Algae: A Superfood in Bloom?

Feb 10, 2021

Making a meal out of algae might not be the first thing you think of as a way to squeeze more nutrients onto your plate, but things might be changing.

In the world of superfoods, ‘algae’ isn’t brand new. Spirulina, a nutrient-dense, blue-green algae, shot onto the superfood stage back in the early ’90s when the World Health Organisation named it ‘the best food for future’ to tackle malnutrition. It’s been a regular in the supplement world ever since.

But there’s a new algae on Australia’s superfood radar – seaweed. “Seaweed has been a dietary staple in certain cultures and cuisines for decades,” says Dr Libby Swanepoel, a nutrition and dietetics researcher from the University of the Sunshine Coast (USC). “But here in Australia we’re only just starting to appreciate it as a nutritious ingredient, perhaps as a result of the increased interest in sustainable, plant-based diets.”

There are three different types of seaweed – brown algae, like kelp and kombu; green algae, like sea lettuce; and red algae, like nori and dulse – and they all have slightly different nutrient profiles. “We’re only just scratching the surface when it comes to seaweed’s potential, but broadly speaking it contains many different healthy nutrients including antioxidants, essential amino acids, minerals and fibre.”

In fact, while some types of sea lettuce contain more iron than spinach, other seaweeds have more potassium than bananas. “Certain varieties of seaweed also contain potassium salt, which means they can deliver that salty flavour most people enjoy, without the high blood pressure risks associated with traditional table salt.”

So, should we expect to see plates of seaweed popping up on Australian menus anytime soon, or are there other plans in store for this marine-based superfood?

Swanepoel says the future could hold a bit of both. “I’d like to see it grown, cultivated and eaten as a fresh food here in Australia, particularly given we have the perfect climate, access to clean oceans and ideal sun conditions. That’s coming, although it will take some time and financial investment to make it happen on a large scale.”

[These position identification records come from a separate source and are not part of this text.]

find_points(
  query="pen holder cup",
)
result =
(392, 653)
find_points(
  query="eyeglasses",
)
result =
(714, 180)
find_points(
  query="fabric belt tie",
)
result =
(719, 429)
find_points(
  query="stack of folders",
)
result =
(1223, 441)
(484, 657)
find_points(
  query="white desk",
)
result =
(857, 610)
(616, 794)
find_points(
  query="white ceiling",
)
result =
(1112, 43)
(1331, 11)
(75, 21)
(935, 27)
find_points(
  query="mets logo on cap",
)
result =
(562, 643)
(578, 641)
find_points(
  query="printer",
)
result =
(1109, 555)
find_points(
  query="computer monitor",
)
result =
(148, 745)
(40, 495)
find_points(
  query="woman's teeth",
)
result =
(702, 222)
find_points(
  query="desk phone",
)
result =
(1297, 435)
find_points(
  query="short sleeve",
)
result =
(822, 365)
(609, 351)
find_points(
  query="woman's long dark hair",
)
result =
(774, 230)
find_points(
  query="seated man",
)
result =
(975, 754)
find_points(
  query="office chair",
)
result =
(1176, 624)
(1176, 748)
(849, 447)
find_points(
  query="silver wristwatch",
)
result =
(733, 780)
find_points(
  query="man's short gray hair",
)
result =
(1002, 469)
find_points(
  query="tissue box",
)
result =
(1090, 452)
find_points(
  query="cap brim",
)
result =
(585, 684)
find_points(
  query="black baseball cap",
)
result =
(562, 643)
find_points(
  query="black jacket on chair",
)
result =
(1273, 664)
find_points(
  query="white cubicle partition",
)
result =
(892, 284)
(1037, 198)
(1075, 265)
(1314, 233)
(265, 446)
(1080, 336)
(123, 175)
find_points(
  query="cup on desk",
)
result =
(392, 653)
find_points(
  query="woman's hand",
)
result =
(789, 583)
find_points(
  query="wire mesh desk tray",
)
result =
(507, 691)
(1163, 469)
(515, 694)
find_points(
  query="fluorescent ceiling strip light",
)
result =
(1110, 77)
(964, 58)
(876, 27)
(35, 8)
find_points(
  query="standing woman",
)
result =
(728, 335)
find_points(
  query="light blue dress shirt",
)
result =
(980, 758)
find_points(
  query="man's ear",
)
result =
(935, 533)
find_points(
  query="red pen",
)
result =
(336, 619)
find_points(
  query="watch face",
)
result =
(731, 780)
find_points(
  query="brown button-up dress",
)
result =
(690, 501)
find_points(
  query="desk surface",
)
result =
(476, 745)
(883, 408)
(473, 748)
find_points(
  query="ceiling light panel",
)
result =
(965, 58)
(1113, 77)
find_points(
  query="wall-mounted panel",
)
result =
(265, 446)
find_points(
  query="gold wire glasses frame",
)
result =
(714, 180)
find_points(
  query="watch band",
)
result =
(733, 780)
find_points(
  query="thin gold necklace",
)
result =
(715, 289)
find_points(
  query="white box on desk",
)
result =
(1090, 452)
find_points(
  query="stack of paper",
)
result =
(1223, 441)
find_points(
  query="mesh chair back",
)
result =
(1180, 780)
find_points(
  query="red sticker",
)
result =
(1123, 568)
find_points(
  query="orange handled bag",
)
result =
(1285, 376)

But rather than being the ‘hero’ ingredient on a plate, Swanepoel says there’s also an exciting opportunity for food manufacturers to incorporate seaweed into products. While USC researchers have been experimenting with beer brewed with seaweed, other possibilities include everything from ‘seaweed added’ salts and condiments to baking ingredients.

“That’s already happening in places like Scandinavia where seaweed is added to standard baking and bread flours to provide the population with extra nutrients,” says Swanepoel. “And despite the lack of availability around fresh seaweed at the moment, there’s nothing to stop Australian food manufacturers from adding and experimenting with dried varieties right now.”